Ying Qingjue sesaat bingung, tetapi ketika dia menyadari tatapan tidak ramah di sekitarnya, pemahaman segera terbit. Senyum melengkung di bibirnya.

Senyuman itu, di mata mereka, tidak lain adalah provokasi.

Merasakan suasana mulai berbahaya, Chu Ge buru-buru berbicara:

“Kakak Qingjue, bagaimana perasaanmu? Bisa merekonstruksi tubuhmu begitu cepat berkat bantuan Shifu-ku, Bibi Senior, dan Bibi Guru.”

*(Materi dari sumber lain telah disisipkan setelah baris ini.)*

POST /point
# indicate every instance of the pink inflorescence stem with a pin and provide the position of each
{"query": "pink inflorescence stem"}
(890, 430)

Ying Qingjue tentu tidak ingin mempersulit Chu Ge. Dia dengan tulus berterima kasih kepada Luo Huangjun dan dua lainnya, bahkan menyapa Su Lingyuan dan yang lain sebagai tanda niat baik.

Baru setelah itu ekspresi para wanita sedikit melunak.

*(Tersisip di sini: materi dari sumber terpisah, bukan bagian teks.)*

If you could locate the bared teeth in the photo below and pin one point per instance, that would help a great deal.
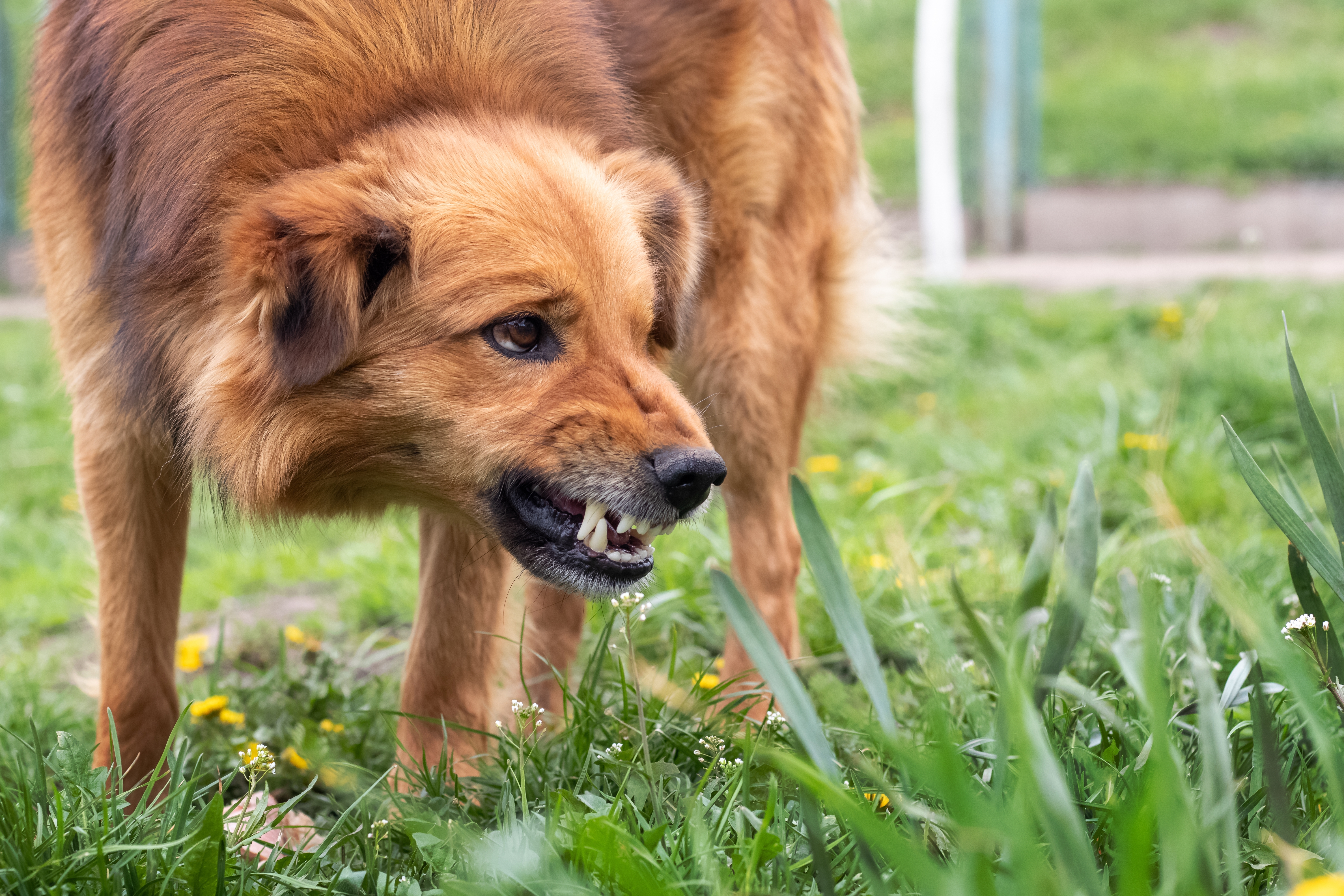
(592, 514)
(618, 555)
(599, 539)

Bagaimanapun, tidak ada dari mereka yang ingin orang yang mereka bantu akhirnya menentang mereka.

“Rasanya sangat baik. Xiao Ge, tunggu sebentar.”

Ying Qingjue berbicara, jelas bermaksud menunjukkan sesuatu kepada Chu Ge.

Luo Huangjun, bagaimanapun, merasa tidak bisa menahannya lagi.

“Tangkap.”

Dia berbicara singkat dan melemparkan satu set jubah ke arah Ying Qingjue.

Ying Qingjue menaikkan alis dan menangkapnya dengan santai.

Ying Qingjue juga merasakannya dan bergumam pelan, “Agak sempit.”

Dia menunduk, melihat kain yang tertarik kencang di dadanya.

Postur tubuhnya sedikit lebih tinggi daripada Luo Huangjun. Dengan demikian, pakaian yang pas di tubuh Luo Huangjun akhirnya memberi Ying Qingjue penampilan yang tak terbantahkan, menggoda dan menawan.